ANKEBÛT SÛRESİ - 35. Hafta
أَعُوذُ بِاللَّهِ مِنَ الشَّيْطَانِ الرَّجِيمِ
بِسْمِ اللَّهِ الرَّحْمَنِ الرَّحِيمِ
فَكَذَّبُوهُ فَأَخَذَتْهُمُ الرَّجْفَةُ فَأَصْبَحُوا فِي دَارِهِمْ جَاثِمِينَ (37)
Onu yalanladılar da onları sarsıntı aldı da yurtlarında çökenler oldular. (37)
فَكَذَّبُوهُ
Onu yalanladılar.
فَ: Atıf harfidir. Bir önceki ayetteki قَالَ يَاقَوْمِ اعْبُدُوا اللَّهَ وَارْجُوا الْيَوْمَ الْآخِرَ وَلَا تَعْثَوْا فِي الْأَرْضِ مُفْسِدِينَ cümlesine كَذَّبُوهُ cümlesini atfetmiştir.
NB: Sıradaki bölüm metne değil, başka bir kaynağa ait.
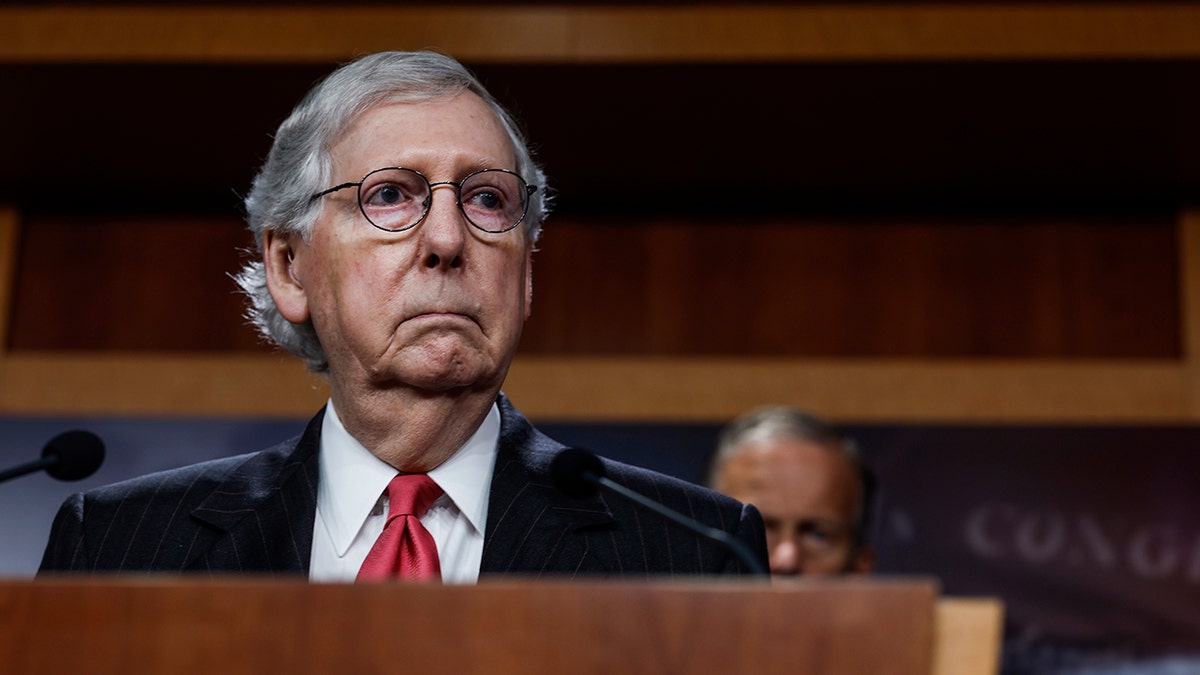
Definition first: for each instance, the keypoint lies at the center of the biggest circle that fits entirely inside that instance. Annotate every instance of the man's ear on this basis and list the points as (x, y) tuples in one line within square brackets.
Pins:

كَذَّبُوا: “Yalanladılar, yanlışladılar” demektir. Tef’îl bâbından mazi üçüncü şahıs çoğul fiildir. Sülasi ikinci bâbdan fiili (كَذَبَ - يَكْذِبُ) “yalan, yanlış söylemek” demektir. Bir şeyi onda olmayan bir şeyle vasıflandırmak veya isimlendirmek manasındadır. Tef’îl bâbına gelince birisinin, birilerinin sözlerinin yalan veya yanlış olduğunu, yaptığı işlerin yanlış olduğunu iddia etmektir. Kasıtlı olarak yapılırsa yalan, kasıtsız olarak yapılırsa yanlış olur. Arapçada ikisi de aynı fiille ifade edilir. Burada fiilin fâili merfu muttasıl zamir olan و dır. Onlar demektir. Şuayb’ın kavmine racidir.
هُ: “O” demektir. Mensub muttasıl zamirdir. Fiilin mef’ûlüdür, yalanlanılandır. Bir önceki ayetteki Şuayb’a racidir.
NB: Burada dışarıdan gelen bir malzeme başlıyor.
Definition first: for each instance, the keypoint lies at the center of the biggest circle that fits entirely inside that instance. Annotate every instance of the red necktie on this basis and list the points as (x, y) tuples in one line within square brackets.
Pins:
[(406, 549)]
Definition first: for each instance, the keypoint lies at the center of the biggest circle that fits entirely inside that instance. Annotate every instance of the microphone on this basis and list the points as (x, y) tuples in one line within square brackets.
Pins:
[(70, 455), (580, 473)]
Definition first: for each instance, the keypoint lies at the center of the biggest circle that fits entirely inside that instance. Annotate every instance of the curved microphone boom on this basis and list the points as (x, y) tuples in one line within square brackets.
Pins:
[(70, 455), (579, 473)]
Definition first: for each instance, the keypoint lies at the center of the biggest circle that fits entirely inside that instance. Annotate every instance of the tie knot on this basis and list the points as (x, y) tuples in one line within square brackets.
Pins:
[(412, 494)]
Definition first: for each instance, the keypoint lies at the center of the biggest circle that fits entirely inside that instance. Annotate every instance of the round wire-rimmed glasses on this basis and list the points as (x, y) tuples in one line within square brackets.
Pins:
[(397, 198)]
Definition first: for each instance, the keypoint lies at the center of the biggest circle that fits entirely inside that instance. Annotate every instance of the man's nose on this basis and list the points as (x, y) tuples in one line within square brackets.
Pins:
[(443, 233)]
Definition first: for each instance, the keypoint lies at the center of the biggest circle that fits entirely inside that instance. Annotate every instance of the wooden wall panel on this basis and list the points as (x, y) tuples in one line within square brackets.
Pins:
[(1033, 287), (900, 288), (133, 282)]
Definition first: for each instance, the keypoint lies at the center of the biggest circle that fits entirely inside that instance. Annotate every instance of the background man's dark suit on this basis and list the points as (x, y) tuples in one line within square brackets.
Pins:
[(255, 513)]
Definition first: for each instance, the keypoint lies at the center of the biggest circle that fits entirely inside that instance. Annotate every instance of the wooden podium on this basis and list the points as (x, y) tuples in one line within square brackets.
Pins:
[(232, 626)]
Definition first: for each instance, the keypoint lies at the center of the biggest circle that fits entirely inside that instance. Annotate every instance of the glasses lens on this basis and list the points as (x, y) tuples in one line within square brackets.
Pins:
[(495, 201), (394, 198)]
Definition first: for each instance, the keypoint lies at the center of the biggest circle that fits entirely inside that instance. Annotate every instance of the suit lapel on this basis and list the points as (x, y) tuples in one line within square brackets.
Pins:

كَذَّبُوهُ: “Onu yalanladılar” demektir. Şuayb’ı yalanlamışlardır. Yalanlayanlar Şuayb’ın kavmidir.
فَأَخَذَتْهُمُ الرَّجْفَةُ
Onları sarsıntı aldı.
فَ: Atıf harfidir. أَخَذَتْهُمُ الرَّجْفَةُ cümlesini كَذَّبُوهُ cümlesine atfetmektedir.
أَخَذَتْ: “Aldı” demektir. ءخذ kökünden gelmektedir. Bu kök sülasi olarak bir şeyi, birisini tutup almak manasındadır.
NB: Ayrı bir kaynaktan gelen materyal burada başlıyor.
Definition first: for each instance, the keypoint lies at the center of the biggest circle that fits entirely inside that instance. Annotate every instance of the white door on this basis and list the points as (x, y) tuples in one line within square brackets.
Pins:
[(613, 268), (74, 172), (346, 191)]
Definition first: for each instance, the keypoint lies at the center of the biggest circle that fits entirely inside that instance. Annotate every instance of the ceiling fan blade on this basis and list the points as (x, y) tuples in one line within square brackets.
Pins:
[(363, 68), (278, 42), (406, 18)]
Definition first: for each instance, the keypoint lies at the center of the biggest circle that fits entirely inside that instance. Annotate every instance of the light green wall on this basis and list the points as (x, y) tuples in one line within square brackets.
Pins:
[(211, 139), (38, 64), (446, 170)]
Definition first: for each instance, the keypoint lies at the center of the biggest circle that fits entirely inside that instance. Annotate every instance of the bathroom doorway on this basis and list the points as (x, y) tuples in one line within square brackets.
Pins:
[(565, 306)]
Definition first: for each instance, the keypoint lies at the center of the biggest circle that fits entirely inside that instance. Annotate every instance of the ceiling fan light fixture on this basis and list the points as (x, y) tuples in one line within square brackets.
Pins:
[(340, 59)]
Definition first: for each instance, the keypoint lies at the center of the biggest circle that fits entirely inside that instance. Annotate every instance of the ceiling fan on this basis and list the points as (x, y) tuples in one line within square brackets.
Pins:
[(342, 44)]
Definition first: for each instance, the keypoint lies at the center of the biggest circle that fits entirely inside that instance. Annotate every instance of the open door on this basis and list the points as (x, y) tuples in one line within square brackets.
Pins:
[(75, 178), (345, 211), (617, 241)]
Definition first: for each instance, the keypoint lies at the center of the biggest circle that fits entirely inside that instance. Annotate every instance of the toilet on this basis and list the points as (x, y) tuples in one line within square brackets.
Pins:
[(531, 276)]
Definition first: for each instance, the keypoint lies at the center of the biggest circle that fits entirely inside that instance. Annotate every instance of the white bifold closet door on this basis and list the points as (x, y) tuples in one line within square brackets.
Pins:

هُمْ: “Onlar” demektir. Mensub muttasıl zamirdir. Fiilin mef’ûlüdür. Alınandır. Şuayb’ın kavmine racidir.
الرَّجْفَةُ: “Sarsıntı, titreşim” demektir. رجف kökünden birinci bâbdan gelmiştir. Birisinin, bir şeyin mekânından veya konumundan az bir miktar uzaklaşması sonra aynı yere dönmesi ve bunun tekrar etmesi ile bir yerde sabit duramaması manasındadır.
أَخَذَتْهُمُ الرَّجْفَةُ: “Onları sarsıntı aldı” demektir.
فَأَصْبَحُوا فِي دَارِهِمْ جَاثِمِينَ
Yurtlarında çökenler oldular.
فَ: Atıf harfidir. أَصْبَحُوا فِي دَارِهِمْ جَاثِمِينَ cümlesini أَخَذَتْهُمُ الرَّجْفَةُ cümlesine atfetmektedir.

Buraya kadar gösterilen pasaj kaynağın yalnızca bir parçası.